Innendesign: Elektroautos bieten einfach mehr Raum

Tesla, Nissan oder VW tun es schon, der Hyundai-Konzern folgt gerade: Mit ebenem Boden und neu gestalteten Interieurs nutzt man den Raum der E-Plattform besser aus und schafft so neue Interieurs, die sich durchaus an Wohnräumen orientieren. Eines der auffälligsten Elemente des EV6-Interieurs ist ein gewölbter, hochauflösender Hightech-Bildschirm, der die Instrumentenanzeige für den Fahrer nahtlos mit dem Multimedia- und Navigationsdisplay auf der Zentralkonsole verbindet.

Die klare Formensprache des Bildschirms und das schlanke Armaturenbrett sollen dem Raum eine offene Atmosphäre geben und ihn so luftiger wirken lassen. Durch seine Breite bietet das Display dem Fahrer ein immersives Erlebnis, während es durch die minimale Anzahl physischer Tasten Übersichtlichkeit und Ruhe ausstrahlt. Unterhalb des Multimedia- und Navigationsdisplays befinden sich allerdings nach wie vor haptische Taster, mit denen die Klimaanlage intuitiv gesteuert werden kann. Die Zentralkonsole ist im EV6 nicht mit der Mittelkonsole verbunden und daher quasi freischwebend. Der freie Raum darunter gibt Fahrer und Beifahrer das Gefühl von Großzügigkeit und Offenheit.

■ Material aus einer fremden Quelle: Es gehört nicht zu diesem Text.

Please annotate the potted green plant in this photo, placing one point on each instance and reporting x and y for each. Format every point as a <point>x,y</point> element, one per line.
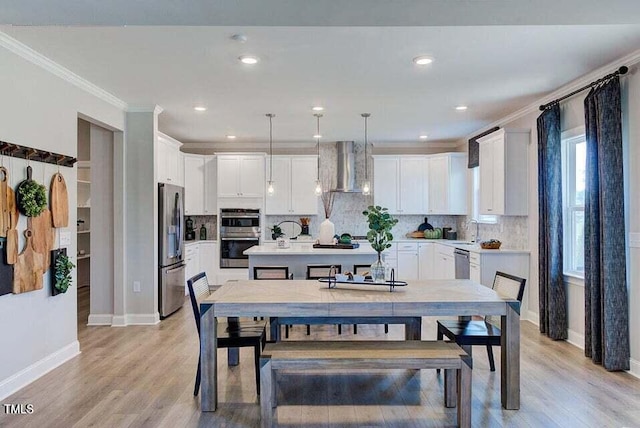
<point>62,272</point>
<point>276,232</point>
<point>380,237</point>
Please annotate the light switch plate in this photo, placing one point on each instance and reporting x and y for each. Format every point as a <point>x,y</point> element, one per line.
<point>65,238</point>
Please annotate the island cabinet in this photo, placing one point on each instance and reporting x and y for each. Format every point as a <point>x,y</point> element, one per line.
<point>504,172</point>
<point>446,188</point>
<point>294,180</point>
<point>398,183</point>
<point>200,180</point>
<point>169,163</point>
<point>241,176</point>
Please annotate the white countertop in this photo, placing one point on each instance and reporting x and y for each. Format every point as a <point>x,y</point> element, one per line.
<point>305,249</point>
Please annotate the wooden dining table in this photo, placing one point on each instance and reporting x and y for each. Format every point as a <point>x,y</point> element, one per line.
<point>287,298</point>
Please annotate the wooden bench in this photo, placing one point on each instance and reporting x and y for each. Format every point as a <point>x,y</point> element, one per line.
<point>349,355</point>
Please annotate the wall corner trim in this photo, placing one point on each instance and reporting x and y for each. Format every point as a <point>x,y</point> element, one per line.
<point>64,73</point>
<point>38,369</point>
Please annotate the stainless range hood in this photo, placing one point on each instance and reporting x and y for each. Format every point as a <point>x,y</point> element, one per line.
<point>346,168</point>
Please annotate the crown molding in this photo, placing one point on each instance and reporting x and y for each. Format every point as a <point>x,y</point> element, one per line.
<point>56,69</point>
<point>628,60</point>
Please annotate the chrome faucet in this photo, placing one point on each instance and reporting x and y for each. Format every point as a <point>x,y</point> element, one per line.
<point>476,238</point>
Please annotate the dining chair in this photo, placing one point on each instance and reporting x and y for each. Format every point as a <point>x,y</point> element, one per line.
<point>273,273</point>
<point>322,271</point>
<point>468,333</point>
<point>360,270</point>
<point>230,334</point>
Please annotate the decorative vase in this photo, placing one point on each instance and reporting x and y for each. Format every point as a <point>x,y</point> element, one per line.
<point>378,269</point>
<point>327,232</point>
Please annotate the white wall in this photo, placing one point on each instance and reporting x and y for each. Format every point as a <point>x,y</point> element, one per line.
<point>41,110</point>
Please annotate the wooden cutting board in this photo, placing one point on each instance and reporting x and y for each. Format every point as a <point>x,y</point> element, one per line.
<point>6,271</point>
<point>43,233</point>
<point>4,209</point>
<point>29,269</point>
<point>12,233</point>
<point>59,201</point>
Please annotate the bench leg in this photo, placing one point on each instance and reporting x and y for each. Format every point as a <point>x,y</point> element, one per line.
<point>267,384</point>
<point>450,388</point>
<point>464,396</point>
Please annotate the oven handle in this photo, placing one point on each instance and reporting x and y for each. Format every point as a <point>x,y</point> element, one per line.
<point>239,239</point>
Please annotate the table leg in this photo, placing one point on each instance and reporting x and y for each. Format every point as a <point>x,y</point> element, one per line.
<point>510,361</point>
<point>208,361</point>
<point>413,330</point>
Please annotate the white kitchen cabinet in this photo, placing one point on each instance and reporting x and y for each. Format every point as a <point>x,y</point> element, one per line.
<point>210,185</point>
<point>169,160</point>
<point>241,176</point>
<point>193,184</point>
<point>446,188</point>
<point>444,262</point>
<point>398,183</point>
<point>425,260</point>
<point>208,255</point>
<point>407,261</point>
<point>192,262</point>
<point>294,182</point>
<point>200,181</point>
<point>504,172</point>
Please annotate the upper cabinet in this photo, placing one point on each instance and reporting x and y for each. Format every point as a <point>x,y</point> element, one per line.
<point>504,172</point>
<point>398,183</point>
<point>241,176</point>
<point>435,184</point>
<point>294,180</point>
<point>446,184</point>
<point>169,160</point>
<point>200,185</point>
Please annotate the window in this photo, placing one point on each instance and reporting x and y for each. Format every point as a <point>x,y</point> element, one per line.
<point>574,159</point>
<point>475,205</point>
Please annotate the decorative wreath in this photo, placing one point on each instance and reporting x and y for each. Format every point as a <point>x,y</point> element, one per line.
<point>32,198</point>
<point>63,269</point>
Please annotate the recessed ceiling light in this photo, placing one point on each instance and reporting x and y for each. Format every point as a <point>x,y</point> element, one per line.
<point>422,60</point>
<point>248,59</point>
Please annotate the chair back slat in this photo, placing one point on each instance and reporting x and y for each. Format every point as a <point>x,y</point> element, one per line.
<point>322,271</point>
<point>198,290</point>
<point>270,272</point>
<point>507,286</point>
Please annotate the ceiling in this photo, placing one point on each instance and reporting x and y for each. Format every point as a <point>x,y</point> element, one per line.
<point>358,63</point>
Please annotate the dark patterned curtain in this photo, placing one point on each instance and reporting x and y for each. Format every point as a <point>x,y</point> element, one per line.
<point>553,301</point>
<point>606,300</point>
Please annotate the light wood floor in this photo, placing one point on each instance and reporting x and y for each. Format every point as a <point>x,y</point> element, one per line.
<point>143,377</point>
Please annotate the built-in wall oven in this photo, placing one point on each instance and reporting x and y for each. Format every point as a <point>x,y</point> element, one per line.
<point>239,231</point>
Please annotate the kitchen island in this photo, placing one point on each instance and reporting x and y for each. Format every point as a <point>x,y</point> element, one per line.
<point>299,255</point>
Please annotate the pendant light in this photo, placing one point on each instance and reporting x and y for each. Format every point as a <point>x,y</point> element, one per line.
<point>270,188</point>
<point>366,186</point>
<point>318,190</point>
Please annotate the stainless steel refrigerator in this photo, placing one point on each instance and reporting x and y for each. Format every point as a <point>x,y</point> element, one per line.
<point>171,281</point>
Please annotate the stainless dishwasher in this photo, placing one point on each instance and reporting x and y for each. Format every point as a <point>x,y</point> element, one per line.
<point>462,263</point>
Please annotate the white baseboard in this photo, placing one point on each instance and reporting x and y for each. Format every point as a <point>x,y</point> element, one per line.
<point>38,369</point>
<point>100,319</point>
<point>143,319</point>
<point>635,368</point>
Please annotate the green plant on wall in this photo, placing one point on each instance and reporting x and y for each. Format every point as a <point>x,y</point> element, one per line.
<point>380,225</point>
<point>63,269</point>
<point>32,198</point>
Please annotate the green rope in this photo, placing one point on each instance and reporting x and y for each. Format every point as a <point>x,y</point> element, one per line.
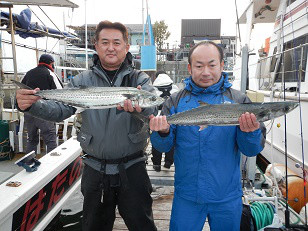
<point>263,213</point>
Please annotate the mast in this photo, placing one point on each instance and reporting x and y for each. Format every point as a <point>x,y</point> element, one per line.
<point>86,34</point>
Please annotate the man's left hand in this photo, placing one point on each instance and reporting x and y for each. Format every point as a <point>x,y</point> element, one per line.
<point>128,106</point>
<point>248,122</point>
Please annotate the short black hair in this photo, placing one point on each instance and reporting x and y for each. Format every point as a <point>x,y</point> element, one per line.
<point>220,51</point>
<point>159,72</point>
<point>111,25</point>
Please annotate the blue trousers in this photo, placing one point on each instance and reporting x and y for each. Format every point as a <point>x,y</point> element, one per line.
<point>189,215</point>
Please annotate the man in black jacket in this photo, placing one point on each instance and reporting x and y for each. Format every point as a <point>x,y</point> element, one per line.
<point>44,78</point>
<point>114,174</point>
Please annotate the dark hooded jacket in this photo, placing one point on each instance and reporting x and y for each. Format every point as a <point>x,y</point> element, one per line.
<point>105,133</point>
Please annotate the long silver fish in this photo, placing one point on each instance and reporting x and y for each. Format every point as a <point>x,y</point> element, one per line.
<point>99,97</point>
<point>228,114</point>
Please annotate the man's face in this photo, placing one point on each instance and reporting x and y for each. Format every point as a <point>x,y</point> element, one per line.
<point>111,48</point>
<point>205,67</point>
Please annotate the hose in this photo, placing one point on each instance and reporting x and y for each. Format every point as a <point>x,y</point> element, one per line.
<point>263,213</point>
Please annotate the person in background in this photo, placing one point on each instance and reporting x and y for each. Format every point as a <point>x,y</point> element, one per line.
<point>165,88</point>
<point>43,77</point>
<point>207,162</point>
<point>115,172</point>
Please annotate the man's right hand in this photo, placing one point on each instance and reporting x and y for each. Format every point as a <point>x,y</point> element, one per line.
<point>159,124</point>
<point>25,98</point>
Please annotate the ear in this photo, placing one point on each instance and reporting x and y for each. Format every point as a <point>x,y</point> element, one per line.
<point>127,47</point>
<point>189,68</point>
<point>222,65</point>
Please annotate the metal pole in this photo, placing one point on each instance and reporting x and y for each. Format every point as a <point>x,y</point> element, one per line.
<point>86,34</point>
<point>13,43</point>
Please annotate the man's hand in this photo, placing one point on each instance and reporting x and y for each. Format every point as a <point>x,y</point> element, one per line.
<point>128,106</point>
<point>248,122</point>
<point>159,124</point>
<point>25,98</point>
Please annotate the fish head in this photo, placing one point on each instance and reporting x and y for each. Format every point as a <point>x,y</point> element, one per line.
<point>149,100</point>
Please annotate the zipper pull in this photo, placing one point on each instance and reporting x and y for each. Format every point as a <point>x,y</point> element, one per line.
<point>102,198</point>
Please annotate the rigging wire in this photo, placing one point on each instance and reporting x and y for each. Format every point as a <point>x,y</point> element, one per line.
<point>238,24</point>
<point>298,76</point>
<point>52,22</point>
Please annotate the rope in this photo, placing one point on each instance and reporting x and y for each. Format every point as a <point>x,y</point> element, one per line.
<point>263,213</point>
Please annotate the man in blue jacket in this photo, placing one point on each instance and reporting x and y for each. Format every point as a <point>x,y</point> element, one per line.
<point>207,163</point>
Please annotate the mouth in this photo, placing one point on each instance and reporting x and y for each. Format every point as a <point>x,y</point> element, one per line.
<point>205,80</point>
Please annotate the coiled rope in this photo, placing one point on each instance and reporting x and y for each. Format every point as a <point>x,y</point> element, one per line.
<point>263,213</point>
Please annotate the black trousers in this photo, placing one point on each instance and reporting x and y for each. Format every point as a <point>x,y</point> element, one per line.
<point>157,156</point>
<point>48,132</point>
<point>134,203</point>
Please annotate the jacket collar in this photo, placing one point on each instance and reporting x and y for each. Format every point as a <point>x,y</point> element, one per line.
<point>126,68</point>
<point>221,86</point>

Die Materialien: Natürlich mit hohem Recyclinganteil

Die schlanken, leichten und zeitgemäßen Sitze verfügen über moderne, optisch interessante und robuste Bezüge aus recycelten Kunststoffen, die die offene Anmutung des Interieurs noch verstärken. Interessant ist auch die flächige Gestaltung des Lenkrades, die den Futurismus unterstützt.

Was bedeutet das?

Optisch startet Kia wie die meisten anderen im Zentrum des Marktes: Mit einem SUV-artigen Stromer in der Mittelklasse, doch weil die echten SUV viel Stirnfläche haben und die Reichweiten unnötig mindern und jeder im Herzen gern ein Coupé fahren würde, bringt Kia diese Gegensätze im EV6 eben zusammen. Insofern stimmt die Designphilosophie der Gegensätze, ebenso wie bei den Details: Da kombiniert Kia Bekanntes (Rändel für die Klimatisierung – wie praktisch!) und Futuristisches (Heckleuchtenband, Lenkrad). In Summe entspricht der EV6 jedoch deutlich mehr dem internationalen Geschmack als der kantigere Ioniq 5 der Schwestermarke Hyundai auf der gleichen Plattform. Doch der EV6 ist nur der Anfang: Im Rahmen des "Plan S" plant Kia bis 2025 elf Elektroautos, die dann einfach von EV1 bis EV9 durchnummeriert werden dürften.